Они двинулись вдоль проезда. Услышав о том, что в цех везут литейную машину, Халатов почувствовал что-то вроде завистливого одобрения: счастье же людям! При нем никто не додумался ставить такую машину, а теперь откуда что берется… Скорее по привычке, чем намеренно, он насмешливо заметил:
— Не советую особенно радоваться. Еще намучаетесь с ней, капризная штука…
Соломин быстрым боковым взглядом осмотрел его и прищурился так лукаво, что Халатов поневоле поежился.
— Как тебе не надоело, Никита, строить из себя этакого черного ворона? Ну, скажи, зачем ты нам пророчишь разные напасти? Мы и без тебя знаем, что будут у нас трудности, не легко придется, да вот верим в свои силы и знаем — преодолеем все.
— Разве я пророчу? Я так сказал… — пробормотал Халатов.
— Ты по-другому на жизнь смотри — радостно! — не слушая, говорил Николай Матвеевич. — Верь в свое дело — вот и выйдешь победителем.
— Какой из меня победитель! — криво усмехаясь, сказал Халатов.
В его тоне было столько безнадежного уныния, что Соломин круто остановился и решительно сказал:
— Вот что, Никита, сейчас разговаривать некогда, сам понимаешь, а вот будет посвободнее — приходи, потолкуем. Придешь?
— Будет время — может, и зайду… — неопределенно и неохотно ответил Халатов.

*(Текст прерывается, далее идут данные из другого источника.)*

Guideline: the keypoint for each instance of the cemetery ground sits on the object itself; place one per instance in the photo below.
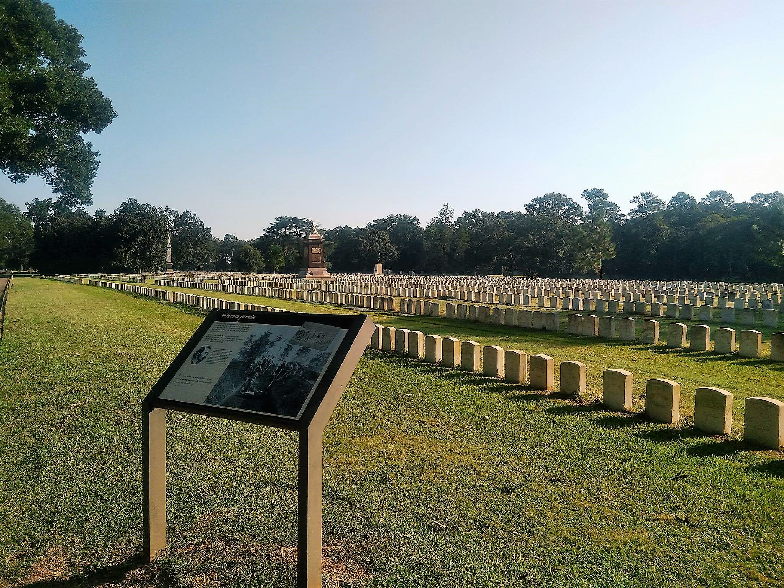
(432, 477)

— Мы литейщиками разбрасываться не намерены, каждый человек нам дорог! Так приходи, смотри! — сказал Соломин, энергично встряхнул ему руку и отошел к рабочим, стоявшим на площадке перед входом в литейную.
Здесь уже собралось много народу. Весеннее солнце светило щедро. С крыш обильно, со звоном текла вода. Весь боковой проезд был покрыт пятнами луж, отражавшими яркое солнце и голубое весеннее небо. Голуби ворковали под крышей.
К цеху, грохоча гусеницами, грузно полз тяжелый трактор. На крюке волочился громадный лист железа с поставленной на него станиной кокильной машины. По следу трактора шли литейщики, вооруженные закинутыми на плечи ломами и длинными вагами. Из кабины «Сталинца» высунулся Алеша и с тревожно-озабоченным лицом поглядывал то вперед, на дорогу, то назад, на плывущий за ними лист железа. Иногда он нырял в кабину и что-то говорил трактористу. Было видно, как тот кивал головой и перебирал рычаги управления.
Выбивая упругие клубы синеватого дыма из трубы, трактор подошел к воротам в цех. Люди раздвинулись, крича и размахивая руками, и сквозь эту живую стену трактор вполз в цех. Гусеницы выдавливали в земле мокрые отпечатки, которые тотчас же сглаживались наползавшим железным листом, так что получалась гладкая, точно выутюженная полоса земли.
Лишь только трактор и машина въехали в цех, как литейщики плотно сомкнутой толпой пошли за ними. У входа в цех остался один Халатов. Он посмотрел вслед литейщикам, сделал несколько шагов по направлению к ним, потом махнул рукой и отправился к себе.
Впервые ему пришло в голову, что во всем случившемся виноват он сам, а не кто-нибудь другой. Правильно тогда на вечере сказал дядя Вася: шлаковницы он не стал применять потому, что они были предложены не им, Халатовым, а каким-то безусым юнцом, без году неделю работавшим в литейном. Самолюбие не позволило принять чужое предложение, самолюбие не позволило прислушиваться ко многому, что ему все советовали, — а теперь вот за это самолюбие приходится расплачиваться: оказался в стороне от коллектива, от жизни, которую увидел сегодня своими глазами. Большего от него не требовали — только старательной работы. А он с чего-то взял, что и так уже работает хорошо, что пролет не может работать лучше. Оказывается, может. Все то новое, что проводится в цехе, все это мог провести и он, Халатов. А вот не провел, не сделал. Почему они, а не он? Вот именно — почему?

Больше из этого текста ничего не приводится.